8015. gün gereksiz uzun bir süre 5000 falan yeterliydi bence. Soğuk bir haziran ayının sonlarına doğru ağlayarak başladığım akıntıda artık ne gülüyor ne de ağlayabiliyorum. Yirmi ikiyi doldururken dönüp arkama baktığımda ölü bir çocuk ve bir sürü yabancı görüyorum. Belki de yabancılardan biri de benimdir belki de daha fazlası. Ölü çocuğun anıları geliyor zaman zaman aklıma, havalar hep koşturup oyun oynamalık. O çocuğu çok seviyorum hep de çok sevicem. Hep hayran olucam cesaretine, gücüne, hayallerine... Ve hep içimde kalacak, keşke bir kere gidip başını okşasam, sırtını sıvazlasam, özür dilesem defalarca özür dilesem. Beni affedeceğine eminim çünkü her zaman çok temiz kalpliydi.
Arkaya bakarak yaşayamayız. Bu sebeple o çocuğu koruyamamın nefretiyle önümdeki karanlığa bakacağım. Bir ışık arayışında da olmayacağım. Dünya'da sonsuz diye bir şey yok. Karanlığında sonu gelecek. Zaten mutlu son diye bir şeyin olduğuna da inanmıyorum. Mutlu bir insan, sonun gelmesini istemez. Sonun gelmesini bekleyen insan ise zaten hiç mutlu olmamıştır.
Ölümün bir başka yaşama açıldığına inanmak hoşuma gitmiyor. Ölüm benim için kapalı bir kapı. Ölüm bana, insanın sırtından yaşamın yükünü almaya çabalayan bir dost gibi geliyor.

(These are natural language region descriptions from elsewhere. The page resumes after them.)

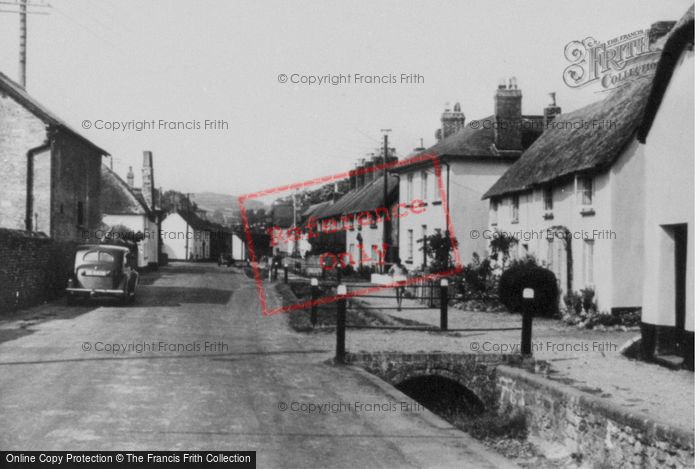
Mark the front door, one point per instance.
(680, 240)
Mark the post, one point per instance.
(23, 43)
(314, 306)
(443, 304)
(526, 337)
(385, 198)
(340, 326)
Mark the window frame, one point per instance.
(581, 191)
(588, 263)
(493, 211)
(424, 185)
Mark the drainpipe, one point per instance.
(447, 197)
(28, 225)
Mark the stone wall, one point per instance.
(476, 372)
(20, 131)
(602, 434)
(33, 268)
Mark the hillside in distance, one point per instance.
(223, 205)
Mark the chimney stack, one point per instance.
(130, 177)
(452, 121)
(508, 132)
(659, 30)
(552, 110)
(147, 188)
(359, 176)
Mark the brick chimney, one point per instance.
(147, 187)
(659, 30)
(359, 176)
(552, 110)
(130, 177)
(508, 112)
(369, 174)
(452, 121)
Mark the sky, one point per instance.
(189, 61)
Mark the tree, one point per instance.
(174, 200)
(439, 248)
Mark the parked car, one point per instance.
(226, 259)
(102, 270)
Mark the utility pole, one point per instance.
(23, 43)
(385, 225)
(23, 12)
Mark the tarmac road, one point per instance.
(218, 376)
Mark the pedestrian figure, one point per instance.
(398, 274)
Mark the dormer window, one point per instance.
(493, 212)
(548, 202)
(584, 194)
(424, 186)
(515, 209)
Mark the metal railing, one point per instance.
(359, 291)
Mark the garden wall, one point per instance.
(33, 268)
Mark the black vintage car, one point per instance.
(226, 259)
(103, 271)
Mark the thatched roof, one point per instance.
(194, 221)
(315, 209)
(19, 94)
(475, 141)
(682, 34)
(366, 198)
(117, 198)
(561, 152)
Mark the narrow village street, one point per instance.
(62, 389)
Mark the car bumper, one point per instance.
(94, 291)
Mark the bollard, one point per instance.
(443, 304)
(526, 337)
(340, 326)
(314, 306)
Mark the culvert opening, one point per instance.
(463, 409)
(443, 396)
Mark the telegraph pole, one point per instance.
(385, 225)
(22, 5)
(23, 43)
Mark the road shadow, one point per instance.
(228, 356)
(153, 295)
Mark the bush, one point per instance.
(527, 274)
(478, 279)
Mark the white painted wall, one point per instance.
(182, 242)
(372, 236)
(535, 234)
(465, 182)
(238, 248)
(669, 170)
(148, 248)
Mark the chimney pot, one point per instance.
(147, 185)
(552, 110)
(130, 177)
(508, 112)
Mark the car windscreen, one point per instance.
(93, 257)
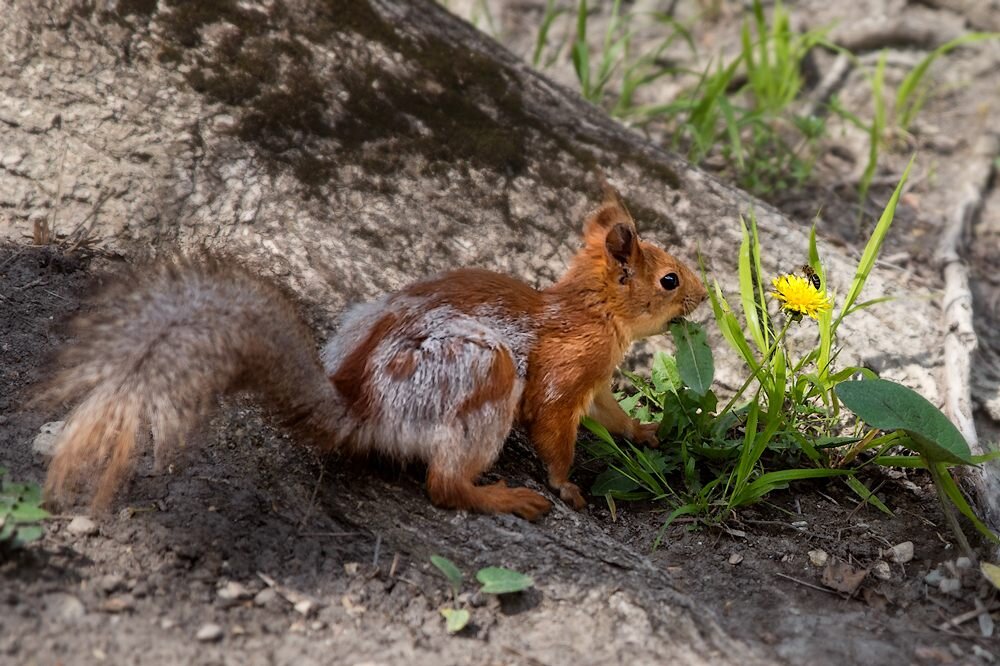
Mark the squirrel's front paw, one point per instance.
(645, 433)
(570, 493)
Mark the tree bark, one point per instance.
(348, 147)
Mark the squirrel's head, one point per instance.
(646, 288)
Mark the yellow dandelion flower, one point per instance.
(799, 297)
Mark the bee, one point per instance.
(811, 275)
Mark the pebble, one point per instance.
(233, 592)
(44, 443)
(818, 557)
(82, 526)
(118, 604)
(901, 553)
(70, 608)
(934, 577)
(984, 655)
(111, 583)
(881, 570)
(265, 597)
(950, 585)
(209, 633)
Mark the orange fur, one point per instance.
(490, 346)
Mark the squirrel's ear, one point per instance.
(622, 243)
(611, 213)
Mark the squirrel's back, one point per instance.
(420, 368)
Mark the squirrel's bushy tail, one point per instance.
(155, 353)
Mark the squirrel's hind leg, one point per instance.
(482, 421)
(452, 490)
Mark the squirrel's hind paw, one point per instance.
(570, 493)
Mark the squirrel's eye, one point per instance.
(670, 281)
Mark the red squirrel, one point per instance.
(439, 371)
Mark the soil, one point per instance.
(247, 506)
(248, 502)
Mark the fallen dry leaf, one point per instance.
(842, 577)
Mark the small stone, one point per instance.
(69, 608)
(117, 605)
(818, 557)
(12, 158)
(209, 633)
(950, 585)
(901, 553)
(233, 592)
(881, 570)
(111, 583)
(982, 654)
(82, 526)
(265, 597)
(44, 443)
(934, 577)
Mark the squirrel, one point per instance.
(438, 372)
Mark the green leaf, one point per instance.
(992, 573)
(27, 534)
(665, 373)
(455, 619)
(450, 571)
(694, 357)
(861, 490)
(597, 429)
(890, 406)
(497, 580)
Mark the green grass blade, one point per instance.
(541, 41)
(873, 247)
(876, 129)
(908, 102)
(867, 496)
(777, 480)
(956, 497)
(748, 291)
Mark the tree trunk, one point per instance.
(348, 147)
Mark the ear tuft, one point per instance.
(621, 243)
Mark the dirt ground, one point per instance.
(243, 530)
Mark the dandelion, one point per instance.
(799, 297)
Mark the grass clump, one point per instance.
(786, 421)
(21, 513)
(492, 580)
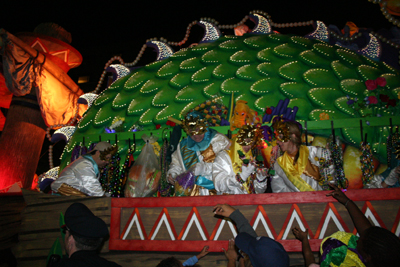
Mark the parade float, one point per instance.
(314, 79)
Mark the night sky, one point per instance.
(103, 29)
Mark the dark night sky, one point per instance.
(103, 29)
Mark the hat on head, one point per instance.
(263, 251)
(80, 221)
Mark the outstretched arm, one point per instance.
(235, 215)
(231, 253)
(360, 221)
(305, 245)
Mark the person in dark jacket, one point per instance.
(263, 251)
(84, 235)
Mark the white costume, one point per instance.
(81, 175)
(281, 183)
(376, 181)
(220, 171)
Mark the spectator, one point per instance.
(376, 246)
(84, 235)
(262, 251)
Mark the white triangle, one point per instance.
(330, 215)
(196, 220)
(163, 219)
(134, 220)
(261, 218)
(221, 226)
(289, 225)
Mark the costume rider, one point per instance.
(81, 177)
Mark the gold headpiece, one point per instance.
(249, 135)
(280, 128)
(111, 150)
(194, 125)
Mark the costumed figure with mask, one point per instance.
(250, 173)
(200, 164)
(390, 177)
(300, 168)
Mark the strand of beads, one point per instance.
(389, 149)
(165, 189)
(324, 164)
(115, 188)
(337, 158)
(56, 126)
(366, 163)
(103, 75)
(125, 170)
(103, 178)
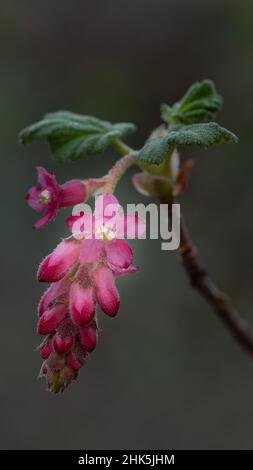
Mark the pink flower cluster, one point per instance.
(82, 273)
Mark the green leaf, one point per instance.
(200, 103)
(71, 135)
(204, 135)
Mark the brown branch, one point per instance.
(220, 302)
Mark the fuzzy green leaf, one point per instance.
(204, 135)
(200, 103)
(71, 135)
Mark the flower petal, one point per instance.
(55, 265)
(119, 254)
(51, 319)
(82, 307)
(32, 198)
(46, 179)
(72, 192)
(134, 226)
(124, 272)
(102, 209)
(57, 291)
(91, 250)
(106, 291)
(88, 337)
(50, 215)
(63, 345)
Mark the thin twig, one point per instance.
(220, 302)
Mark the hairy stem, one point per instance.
(121, 147)
(220, 302)
(117, 171)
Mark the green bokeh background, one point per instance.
(165, 374)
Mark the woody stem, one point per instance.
(220, 302)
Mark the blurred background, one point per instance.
(166, 373)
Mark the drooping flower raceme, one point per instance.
(49, 196)
(82, 273)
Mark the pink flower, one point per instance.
(83, 274)
(49, 196)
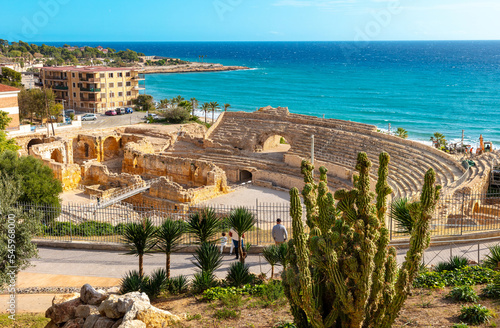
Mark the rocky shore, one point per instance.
(191, 68)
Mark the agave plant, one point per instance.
(241, 220)
(239, 275)
(208, 257)
(169, 235)
(204, 225)
(492, 260)
(401, 214)
(140, 239)
(272, 256)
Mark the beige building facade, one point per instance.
(9, 103)
(93, 89)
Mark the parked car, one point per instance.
(89, 117)
(152, 115)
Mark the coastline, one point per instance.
(192, 68)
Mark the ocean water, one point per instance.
(423, 87)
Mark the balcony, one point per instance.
(59, 87)
(90, 89)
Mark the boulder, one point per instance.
(115, 306)
(132, 324)
(91, 320)
(89, 295)
(104, 322)
(156, 318)
(74, 323)
(83, 311)
(63, 312)
(61, 298)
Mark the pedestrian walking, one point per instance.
(280, 235)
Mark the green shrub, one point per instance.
(492, 260)
(178, 285)
(469, 275)
(463, 294)
(475, 314)
(456, 262)
(239, 275)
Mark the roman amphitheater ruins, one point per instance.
(190, 165)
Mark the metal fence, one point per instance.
(454, 216)
(457, 215)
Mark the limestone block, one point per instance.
(156, 318)
(63, 312)
(90, 296)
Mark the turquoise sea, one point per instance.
(424, 87)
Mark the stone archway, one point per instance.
(111, 148)
(57, 156)
(245, 176)
(33, 142)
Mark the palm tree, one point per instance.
(194, 103)
(438, 139)
(169, 235)
(402, 133)
(214, 106)
(140, 239)
(205, 107)
(272, 256)
(204, 225)
(241, 220)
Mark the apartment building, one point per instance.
(9, 103)
(93, 89)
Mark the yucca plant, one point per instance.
(272, 256)
(178, 285)
(140, 239)
(203, 281)
(208, 257)
(401, 215)
(241, 220)
(492, 260)
(239, 275)
(155, 283)
(131, 282)
(204, 225)
(169, 235)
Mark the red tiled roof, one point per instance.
(7, 88)
(89, 69)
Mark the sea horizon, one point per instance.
(422, 86)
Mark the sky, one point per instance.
(249, 20)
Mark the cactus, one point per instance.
(343, 274)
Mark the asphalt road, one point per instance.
(104, 121)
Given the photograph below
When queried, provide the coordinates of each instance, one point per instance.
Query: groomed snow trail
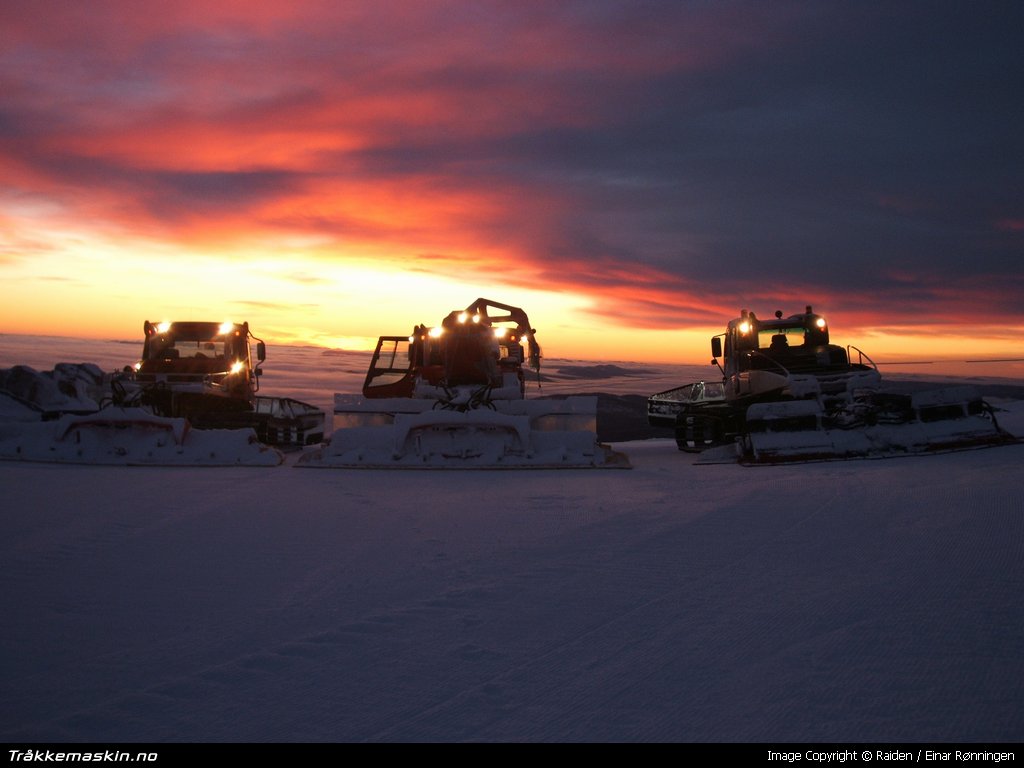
(868, 600)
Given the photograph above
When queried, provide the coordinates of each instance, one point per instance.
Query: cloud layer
(672, 161)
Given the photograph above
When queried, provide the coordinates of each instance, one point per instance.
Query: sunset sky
(631, 173)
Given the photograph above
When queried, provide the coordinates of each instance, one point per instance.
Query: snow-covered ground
(865, 600)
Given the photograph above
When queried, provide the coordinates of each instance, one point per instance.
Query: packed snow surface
(862, 600)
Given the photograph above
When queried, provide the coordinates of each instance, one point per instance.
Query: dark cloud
(672, 159)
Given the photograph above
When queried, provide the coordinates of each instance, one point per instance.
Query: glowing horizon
(631, 177)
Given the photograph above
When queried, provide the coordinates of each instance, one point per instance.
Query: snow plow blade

Eğer bir gün yolunuzu kaybederseniz bir çocuğun gözlerinin içine bakın; çünkü bir çocuğun bir yetişkine öğretebileceği her zaman üç şey vardır: Nedensiz yere mutlu olmak, her zaman meşgul olabilecek bir şey bulmak ve elde etmek istediği şey için var gücüyle savaşmak.